Vardy quoted a report from TD Securities, one of the Muskrat Falls’ underwriters, to explain why the project got funding. It said that with the loan guarantee the federal government announced for the project in December, the merits of the project itself became irrelevant, because investors were guaranteed a return for their money.
“People who provide the bonds don’t care about the project, because the feds are in there looking after it,” says Vardy.
The loan guarantee is good for up to $6.3 billion of the $7.8 billion project, anything after which would have to be raised through equity by the Newfoundland and Labrador government, raising the province’s overall debt burden.
Vardy says the $7.8 billion price tag applied to the project doesn’t include the interest that will accrue during construction, which he estimates to be an additional $1.25 billion.
He says the project exposes the province to too much financial risk for a place with a population of just over half a million.
He compared the project to the Keystone XL Pipeline, a major project that will run from the Canadian prairies to Nebraska. It’s expected to cost $2.5 billion less than Muskrat Falls.

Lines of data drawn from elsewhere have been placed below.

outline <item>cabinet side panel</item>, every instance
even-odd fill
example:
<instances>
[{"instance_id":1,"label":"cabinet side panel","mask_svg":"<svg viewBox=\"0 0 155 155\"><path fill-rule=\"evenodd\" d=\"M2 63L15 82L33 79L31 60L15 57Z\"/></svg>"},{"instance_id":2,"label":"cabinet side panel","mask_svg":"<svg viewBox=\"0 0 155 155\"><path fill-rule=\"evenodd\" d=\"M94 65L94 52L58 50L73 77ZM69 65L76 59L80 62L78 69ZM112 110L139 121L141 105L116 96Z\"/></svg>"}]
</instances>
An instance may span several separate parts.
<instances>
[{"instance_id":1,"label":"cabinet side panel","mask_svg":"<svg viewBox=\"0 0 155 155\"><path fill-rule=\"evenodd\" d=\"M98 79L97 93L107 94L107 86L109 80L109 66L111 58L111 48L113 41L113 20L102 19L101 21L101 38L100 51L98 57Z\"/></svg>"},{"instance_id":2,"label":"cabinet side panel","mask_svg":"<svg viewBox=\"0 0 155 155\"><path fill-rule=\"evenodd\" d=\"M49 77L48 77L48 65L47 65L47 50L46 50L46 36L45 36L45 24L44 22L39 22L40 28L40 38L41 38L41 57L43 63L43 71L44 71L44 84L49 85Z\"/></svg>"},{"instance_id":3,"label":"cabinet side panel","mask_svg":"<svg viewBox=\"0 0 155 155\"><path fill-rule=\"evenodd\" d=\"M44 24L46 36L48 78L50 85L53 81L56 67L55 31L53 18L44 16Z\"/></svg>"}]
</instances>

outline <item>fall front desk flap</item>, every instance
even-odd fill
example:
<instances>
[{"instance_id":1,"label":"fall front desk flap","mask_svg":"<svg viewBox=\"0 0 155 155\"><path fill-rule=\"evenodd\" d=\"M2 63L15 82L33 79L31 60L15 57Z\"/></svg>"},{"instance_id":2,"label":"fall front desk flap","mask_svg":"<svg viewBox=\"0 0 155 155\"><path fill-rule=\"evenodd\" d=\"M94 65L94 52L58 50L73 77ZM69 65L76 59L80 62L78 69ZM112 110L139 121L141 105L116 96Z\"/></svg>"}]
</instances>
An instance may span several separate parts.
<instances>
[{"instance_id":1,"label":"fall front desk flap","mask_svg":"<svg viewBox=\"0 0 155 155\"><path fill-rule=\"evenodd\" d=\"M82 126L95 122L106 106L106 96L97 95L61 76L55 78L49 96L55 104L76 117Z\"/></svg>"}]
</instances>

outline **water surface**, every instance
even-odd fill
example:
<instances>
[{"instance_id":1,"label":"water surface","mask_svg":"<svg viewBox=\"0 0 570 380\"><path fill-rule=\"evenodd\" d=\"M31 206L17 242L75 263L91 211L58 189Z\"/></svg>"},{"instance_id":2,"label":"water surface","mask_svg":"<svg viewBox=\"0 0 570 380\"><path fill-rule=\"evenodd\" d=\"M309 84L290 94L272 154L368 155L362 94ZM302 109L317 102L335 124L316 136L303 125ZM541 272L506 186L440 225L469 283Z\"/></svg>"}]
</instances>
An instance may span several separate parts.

“Us half a million people in Newfoundland and Labrador, our project is bigger than the Keystone project,” he says. “To me, this is not scalable, this is disproportionate, for a province of our size to take on something of this magnitude is inappropriate.”
A recent report by the Conference Board of Canada, a Toronto-based research organization, forecast that the province’s population would drop eight per cent by 2035.
“All the trends are going in the wrong direction, so if we’re going to build this project because we’re going to have more people, we have to figure out where these people are coming from,” says Vardy.
Vardy questioned why Fortis Inc., a Newfoundland-based corporation that owns several energy companies around the world, didn’t take the lead on Muskrat Falls.
Vardy was involved in discussions over the Lower Churchill as a civil servant and says he always envisioned any hydroelectric project exploiting it would be a private venture, like the Upper Churchill.
“Never in my wildest imagination did I think the province would embark upon this project themselves,” he says. “We’re building this major project. This is not just a hydroelectric project. This is a very major hydroelectric project for the government to take on.”
The power outage of Jan. 5 put the reliability of energy supply in this province high on the public agenda. Vardy says he’s heard from Nalcor CEO Ed Martin that Holyrood generating station will close in 2021 once Muskrat Falls is producing. Vardy says Nalcor should keep Holyrood running as a backup electricity source.
Both a Public Utilities Board report and a joint provincial and federal public panel found insufficient business case for Muskrat Falls, according to Vardy. The power of the auditor general to comment publicly on Nalcor is restricted, and the report of an independent engineer tasked with examining the project for best practices hasn’t been made public.
Vardy says there is a lack of transparency and oversight on the project, which he says creates similarities with the way former premier Joey Smallwood handled the Upper Churchill hydro project.
“We haven’t learned as a province,” he says. “We should have learned from the Upper Churchill that we should be doing our due diligence.
“When the Public Utilities Board was asked to review this project, they should have been given whatever time they needed and the most up-to-date information; instead they were given incomplete engineering cost estimates and an out-of-date low forecast and told they had to produce the report by a certain date.”
Vardy says there should be a referendum on Muskrat Falls like there was when Newfoundland was considering joining Confederation. Instead, Vardy says the government is pushing the project through, repeating a mistake made 48 years ago when it agreed to sell Churchill Falls power to Quebec for a fraction of its present value.
“As Joey Smallwood did back in those days, he was so anxious to have development take place that it had to happen,” says Vardy. “We should have learned something about that.”